Машина с прицепом и установленной на нем цистерной пылит по степной дороге.

В кабине Аркашка, рядом с ним Алешка, оба молчат.

Алешка несколько раз испытующе покосился на Аркашку и вдруг спросил:

— Аркадий! Тебе нравится твоя работа?

— Ничего! — кивнул Аркашка. — Я ведь до этого на карьере работал. Песок возил. Километр туда да километр обратно. Сорок ездок в день — скукота! Здесь интереснее — новые места и все такое прочее. Опять же свободнее… А тебе что, не нравится?

— Да как тебе сказать? — замялся Алешка. — Понимаешь, я ведь собирался в институт поступать, геолого-разведочный… Хотел с геологами походить, а меня на буровую сунули… — Он задумался.

— Понятно! — усмехнулся Аркашка.

Мотор взревел — это Аркашка поддал газу. Машина запрыгала по ухабам.

Алешка хватается руками то за потолок, чтоб не удариться головой, то за дверцу.

— Потише нельзя, — взмолился он.

— Больше газу — меньше ям! — пренебрежительно ответил Аркашка.

Впереди, на дороге, показалась пыль. Аркадий высунулся в окно.

— Наши! Начальник партии! — узнал он и затормозил.

Встречная машина остановилась, не доезжая. Из кабины выпрыгнул бритоголовый мужчина лет сорока в брезентовом плаще и с полевой сумкой.

— Здравствуйте, Андрей Петрович! — широко улыбнулся Аркашка.

— Здорово, здорово! — Андрей Петрович пожал руку ему, потом Алешке. — Ну, как поживаем, ребята?

— Спасибо. Ничего! — улыбнулся Аркашка.

Из кузова машины тем временем вылез второй мужчина, высокий, немного сутулый, с худощавым суровым лицом, изрезанным глубокими складками. Ему было лет пятьдесят.

— Вот нового геолога вам везу. Будет у вас вместо Виктора. Знакомьтесь, — представил его Андрей Петрович.

— Аркадий! — представился Аркашка, первый протягивая руку.

— Белогоров.

— Котельников, — сказал Алешка.

Белогоров не стал второй раз называть себя, а просто кивнул.

— Ну, бывайте здоровы, — заторопился начальник. — Я ведь к вам ненадолго загляну, так что не увидимся…

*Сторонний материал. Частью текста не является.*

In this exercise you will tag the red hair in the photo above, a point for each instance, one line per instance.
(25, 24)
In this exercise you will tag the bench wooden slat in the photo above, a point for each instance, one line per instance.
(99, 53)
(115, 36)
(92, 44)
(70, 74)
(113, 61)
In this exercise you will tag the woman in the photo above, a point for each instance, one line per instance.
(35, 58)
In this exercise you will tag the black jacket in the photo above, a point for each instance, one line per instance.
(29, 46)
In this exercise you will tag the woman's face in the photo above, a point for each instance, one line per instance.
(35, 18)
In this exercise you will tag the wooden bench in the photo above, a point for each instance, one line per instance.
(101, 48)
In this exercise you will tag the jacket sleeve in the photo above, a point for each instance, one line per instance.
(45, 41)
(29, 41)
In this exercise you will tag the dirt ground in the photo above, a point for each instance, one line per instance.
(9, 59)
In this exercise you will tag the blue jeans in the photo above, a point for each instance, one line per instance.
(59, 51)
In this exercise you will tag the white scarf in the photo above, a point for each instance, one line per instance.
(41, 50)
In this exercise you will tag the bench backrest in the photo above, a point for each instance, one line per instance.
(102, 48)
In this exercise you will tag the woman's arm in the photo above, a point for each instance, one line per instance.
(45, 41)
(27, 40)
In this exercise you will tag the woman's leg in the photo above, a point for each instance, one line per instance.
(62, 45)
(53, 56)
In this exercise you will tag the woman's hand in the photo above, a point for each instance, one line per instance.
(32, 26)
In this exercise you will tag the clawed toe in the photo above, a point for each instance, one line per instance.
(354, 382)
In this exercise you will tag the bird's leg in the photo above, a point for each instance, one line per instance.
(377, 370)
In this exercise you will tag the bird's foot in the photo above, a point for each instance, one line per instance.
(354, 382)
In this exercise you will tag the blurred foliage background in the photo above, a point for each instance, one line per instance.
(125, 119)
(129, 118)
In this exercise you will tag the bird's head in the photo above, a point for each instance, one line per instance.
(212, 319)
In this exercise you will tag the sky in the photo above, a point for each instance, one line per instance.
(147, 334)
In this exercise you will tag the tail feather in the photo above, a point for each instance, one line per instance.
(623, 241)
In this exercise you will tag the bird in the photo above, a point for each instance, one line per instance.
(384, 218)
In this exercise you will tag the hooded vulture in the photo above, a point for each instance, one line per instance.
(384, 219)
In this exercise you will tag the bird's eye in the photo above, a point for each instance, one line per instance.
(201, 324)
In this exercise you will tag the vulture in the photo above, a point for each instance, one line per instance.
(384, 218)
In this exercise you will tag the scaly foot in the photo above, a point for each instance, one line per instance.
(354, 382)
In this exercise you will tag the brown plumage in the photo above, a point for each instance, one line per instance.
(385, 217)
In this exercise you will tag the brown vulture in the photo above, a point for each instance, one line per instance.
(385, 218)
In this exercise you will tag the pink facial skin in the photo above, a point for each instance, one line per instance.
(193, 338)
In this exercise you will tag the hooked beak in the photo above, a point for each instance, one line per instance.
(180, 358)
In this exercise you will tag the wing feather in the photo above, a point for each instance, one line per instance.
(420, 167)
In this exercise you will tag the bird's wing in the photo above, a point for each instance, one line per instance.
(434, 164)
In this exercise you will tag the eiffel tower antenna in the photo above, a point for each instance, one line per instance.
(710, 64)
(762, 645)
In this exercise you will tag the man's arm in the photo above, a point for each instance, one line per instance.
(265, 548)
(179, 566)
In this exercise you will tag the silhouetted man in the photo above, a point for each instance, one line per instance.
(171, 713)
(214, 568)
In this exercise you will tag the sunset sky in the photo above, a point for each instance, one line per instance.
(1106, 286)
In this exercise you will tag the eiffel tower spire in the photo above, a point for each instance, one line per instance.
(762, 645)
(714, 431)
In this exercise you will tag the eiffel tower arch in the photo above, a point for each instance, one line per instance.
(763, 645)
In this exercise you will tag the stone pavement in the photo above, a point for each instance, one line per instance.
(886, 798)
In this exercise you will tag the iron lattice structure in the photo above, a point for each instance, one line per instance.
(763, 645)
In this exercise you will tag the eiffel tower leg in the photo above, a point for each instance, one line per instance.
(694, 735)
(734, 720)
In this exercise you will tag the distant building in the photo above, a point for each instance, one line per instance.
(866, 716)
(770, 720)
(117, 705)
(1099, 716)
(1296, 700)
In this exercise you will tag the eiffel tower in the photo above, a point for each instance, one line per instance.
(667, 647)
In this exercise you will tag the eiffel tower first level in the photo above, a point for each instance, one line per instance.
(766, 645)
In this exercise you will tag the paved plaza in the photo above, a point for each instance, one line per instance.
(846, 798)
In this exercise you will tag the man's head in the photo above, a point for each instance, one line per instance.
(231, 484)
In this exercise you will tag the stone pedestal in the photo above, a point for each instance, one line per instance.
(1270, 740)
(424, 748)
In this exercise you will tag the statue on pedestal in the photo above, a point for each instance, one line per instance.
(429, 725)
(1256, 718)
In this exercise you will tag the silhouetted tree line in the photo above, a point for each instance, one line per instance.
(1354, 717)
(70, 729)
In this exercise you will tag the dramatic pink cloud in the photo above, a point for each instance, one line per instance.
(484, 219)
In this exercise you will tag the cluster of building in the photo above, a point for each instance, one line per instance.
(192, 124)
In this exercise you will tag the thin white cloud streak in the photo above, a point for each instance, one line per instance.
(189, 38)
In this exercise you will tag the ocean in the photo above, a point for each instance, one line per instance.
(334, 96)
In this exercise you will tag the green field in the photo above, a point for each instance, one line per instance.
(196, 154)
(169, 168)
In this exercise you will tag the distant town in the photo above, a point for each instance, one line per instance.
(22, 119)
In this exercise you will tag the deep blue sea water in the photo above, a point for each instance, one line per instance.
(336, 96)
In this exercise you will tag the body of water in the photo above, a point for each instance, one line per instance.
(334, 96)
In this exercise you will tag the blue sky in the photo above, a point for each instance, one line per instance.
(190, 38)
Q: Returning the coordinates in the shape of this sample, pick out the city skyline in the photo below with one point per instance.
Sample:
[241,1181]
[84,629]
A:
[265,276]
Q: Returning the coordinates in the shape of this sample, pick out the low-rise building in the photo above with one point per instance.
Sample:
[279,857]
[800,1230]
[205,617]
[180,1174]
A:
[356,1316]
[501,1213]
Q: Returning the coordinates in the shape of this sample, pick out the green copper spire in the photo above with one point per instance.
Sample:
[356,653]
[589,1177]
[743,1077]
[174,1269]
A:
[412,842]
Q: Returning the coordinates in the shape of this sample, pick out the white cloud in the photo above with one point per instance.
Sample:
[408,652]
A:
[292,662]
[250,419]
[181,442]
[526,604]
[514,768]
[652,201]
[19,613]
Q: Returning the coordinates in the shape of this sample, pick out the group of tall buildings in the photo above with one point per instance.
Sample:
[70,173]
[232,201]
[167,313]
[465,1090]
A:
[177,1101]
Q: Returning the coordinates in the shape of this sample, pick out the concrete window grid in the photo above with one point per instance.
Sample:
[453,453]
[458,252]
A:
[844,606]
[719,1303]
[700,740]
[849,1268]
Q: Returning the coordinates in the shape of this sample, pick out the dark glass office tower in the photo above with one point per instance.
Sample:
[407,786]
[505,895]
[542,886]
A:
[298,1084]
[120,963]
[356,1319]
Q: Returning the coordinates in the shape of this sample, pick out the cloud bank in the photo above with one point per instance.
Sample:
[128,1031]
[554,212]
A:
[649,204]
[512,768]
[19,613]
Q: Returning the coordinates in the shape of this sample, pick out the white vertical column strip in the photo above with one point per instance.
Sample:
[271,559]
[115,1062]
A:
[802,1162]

Он пожал руки ребятам, Белогоров кивнул им, и они пошли по своим машинам.

— Андрей Петрович! — сорвался вдруг с места Алешка. — Можно вас на минутку…

Начальник остановился.

— Видите ли, Андрей Петрович… — начал было Алешка. — Тут недоразумение вышло… Я ведь хотел… — и тут он осекся.

К ним подходил Аркадий.

— Ну что? — спросил Андрей Петрович.

Но Алешка ничего не ответил, повернулся и пошел к машине.

— Что это с ним? — повернулся начальник к Аркашке.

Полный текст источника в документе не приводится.